Indonesia harus mengintensifkan diplomasi energi dengan negara-negara pengekspor minyak di luar kawasan Timur Tengah untuk mendapatkan komitmen pasokan jangka panjang, serta menjalin kerja sama pembangunan kilang di Indonesia dengan negara-negara produsen minyak dengan bahan baku minyak mentah dari negara mereka. Indonesia juga harus lebih gencar meningkatkan kegiatan eksplorasi dan produksi di luar negeri oleh Pertamina dan minyaknya dapat dibawa ke Indonesia

Penguatan forum dialog dan kerjasama luar negeri terutama dengan negara maju terkait dengan transfer of knowledge serta transfer of technology menyangkut pengembangan sumber energi terbarukan. Melakukan penjajakan kerjasama perdagangan minyak dengan Venezuela dan Rusia sebagai bentuk diversifikasi pasokan minyak. Hal ini berkaitan dengan kemandirian energi sebagai bentuh diplomasi energi yang membawa misi politik bebas aktif Indonesia dalam kancah energi internasional. Menambah kilang minyak dengan maksud memanfaatkan jalur perdagangan minyak internasional via Indonesia. Sebagai contoh, meningkatnya kapasitas penyulingan minyak bumi di China sebesar 90 juta ton pada tahun ini. Cadangan minyak China yang ditargetkan sebesar 197 juta barel, dimana 50% minyak bumi China diimpor dari Timur Tengah. Indonesia dapat memanfaatkan peluang ini dengan menambah kilang minyak di Selat Malaka dan ada kemungkinan juga kapal tanker China melewati Alur Laut Kepulauan Indonesia lainnya yakni Selat Makassar, oleh karena itu menjadi prospek bagus untuk pembangunan kilang di utara pulau Sulawesi.

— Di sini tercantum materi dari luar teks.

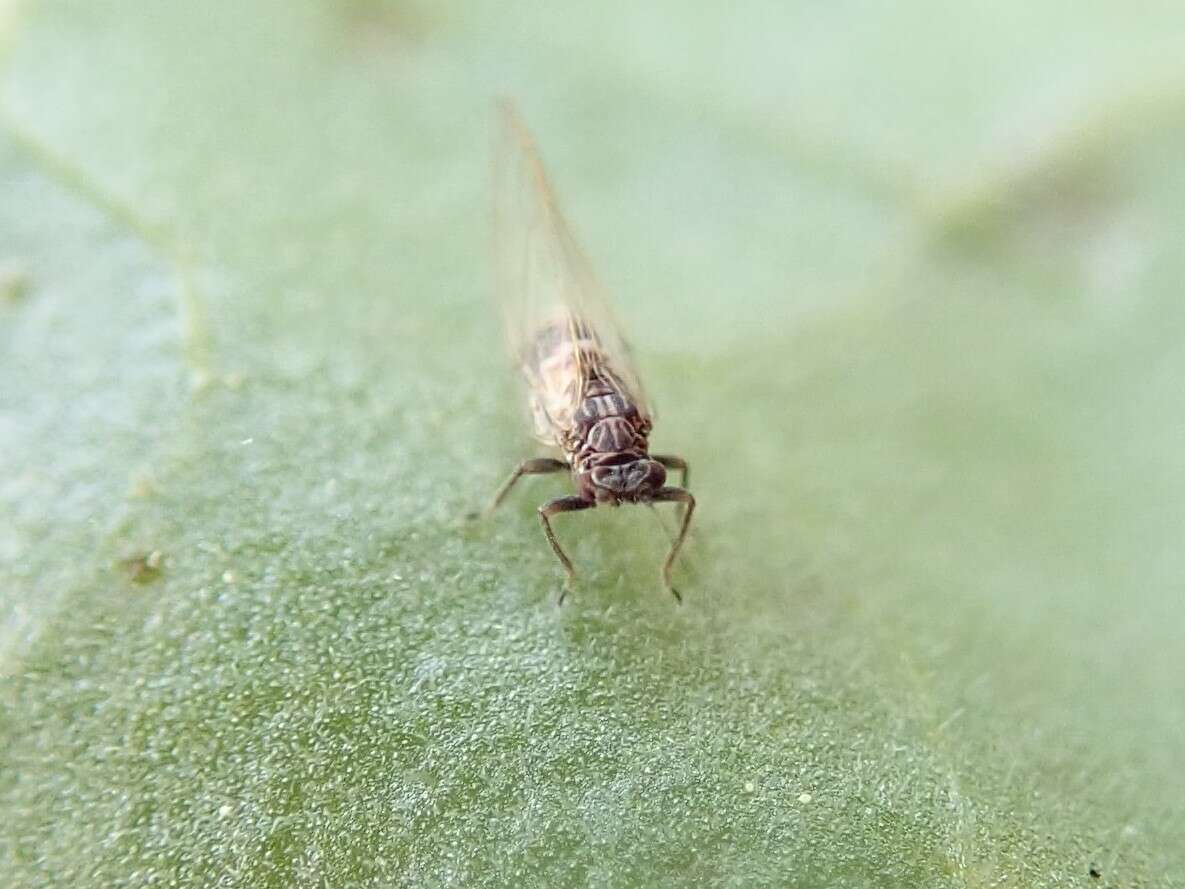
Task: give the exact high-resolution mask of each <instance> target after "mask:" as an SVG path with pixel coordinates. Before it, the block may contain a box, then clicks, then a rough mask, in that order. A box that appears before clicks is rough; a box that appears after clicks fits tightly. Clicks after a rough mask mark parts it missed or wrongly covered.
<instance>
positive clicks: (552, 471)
mask: <svg viewBox="0 0 1185 889" xmlns="http://www.w3.org/2000/svg"><path fill="white" fill-rule="evenodd" d="M566 469H568V463H565V462H564V461H563V460H552V459H551V458H547V456H540V458H536V459H534V460H524V461H523V462H521V463H519V465H518V468H515V469H514V472H512V473H511V475H510V478H508V479H506V481H504V482H502V484H501V486H500V487H499V488H498V492H497V493H495V494H494V498H493V499H492V500H491V501H489V505H488V506H487V507H486V509H485V511H483V512H482V516H489V513H492V512H493V511H494V510H497V509H498V506H499V505H500V504H501V501H502V500H505V499H506V495H507V494H508V493H510V492H511V488H512V487H514V484H515V482H517V481H518V480H519V479H520V478H523V477H524V475H546V474H549V473H553V472H564V471H566ZM473 518H476V514H474V516H473Z"/></svg>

REKOMENDASI Pertama, konservasi dan konversi energi untuk setiap sektor pemakai energi adalah merupakan suatu keharusan, oleh karenanya diperlukan upaya-upaya yang bersifat menyeluruh dan terintegrasi antara Pemerintah (terkait dengan kebijakan, regulasi, law inforcement, insentif, dst) dan masyarakat (terkait dengan kesadaran hemat energi). Kedua, perlu segera menyiapkan Undang-Undang Konservasi dan Konversi Energi. Undangundang tersebut lazim dibuat oleh negara-negara industri, dan bahkan oleh beberapa negara yang sedang berkembang. Beberapa peraturan perundangan yang pernah dibuat berkenaan dengan konservasi energi misalnya Inpres No. 9/1982 dan Keppres No. 43/1991 perlu dilakukan penyempurnaan agar masalah konservasi energi dapat berjalan sebagaimana mestinya.